Denison's Concert Choir Program Features Fauré's Requiem

Posted: April 16, 2001

The Concert Choir and Orchestra of Denison University present a concert at 7:30 p.m. on Sunday (April 29) in Swasey Chapel featuring Gabriel Fauré's "Requiem." The Choir also will perform Daniel Gawthrop's "Behold This Mystery," a work composed to complement the "Requiem." The performance is preceded by a lecture by Gawthrop on "Music as a Moral Force: Marketing Transcendence in a Pre-Apocalyptic Society" at 4 p.m. also in Swasey. Both events are free and open to the public.

The concert begins with Cesar Franck's festive setting of "Psalm 150," a longtime favorite of church choirs, but rarely heard with its original orchestral support. The orchestra alone will then present a brief, dramatic symphonic poem excerpted from Franck's "Redemption," an oratorio of 1874. Gawthrop's "Behold This Mystery," the exception to the French focus of the evening, employs the same pair of soloists and its biblical texts reflect on the same ideas and subjects as the Latin of Fauré's Requiem Mass. "A perennial favorite of choral singers across the world, the Requiem remains unique in its relative serenity compared to the other, more theatrical responses to the same language," says Distinguished Professor of Fine Arts William Osborne, director of the Concert Choir.

The Concert Choir has performed the Fauré on three previous programs in its history, the last time in December 1982. The Choir will be joined by two visiting soloists: soprano Jennifer Whitehead of the Otterbein voice faculty and baritone Ray Fellman, a graduate student at Indiana University in Bloomington.

Whitehead has sung many roles with both Opera Columbus and the Columbus Light Opera and has been extensively involved with the Opera Columbus outreach program. She holds degrees from Ohio State University and performed often in Ohio State's Opera/Theatre program. She also maintains a private voice studio in Columbus.

Fellman has wide experience on the opera stage, particularly at Indiana, but also with Opera Illinois and the Utah Festival Opera Company. He also has performed with the Fort Wayne Philharmonic and Champaign-Urbana Symphony. One of his voice teachers at Indiana was Dale Moore, a former member of the Denison faculty and conductor of the Concert Choir prior to his departure in 1964.

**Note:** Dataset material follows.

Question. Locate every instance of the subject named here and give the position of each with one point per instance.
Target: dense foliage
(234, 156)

Osborne, director of choral organizations and university organist at Denison, followed Moore as conductor of The Concert Choir.

About Denison:

Denison University, founded in 1831, is an independent, residential liberal arts institution located in Granville, Ohio. A highly selective college enrolling 2,100 full-time undergraduate students from all 50 states and dozens of foreign countries, Denison is a place where innovative faculty and motivated students collaborate in rigorous scholarship, civic engagement and the cultivation of independent thinking.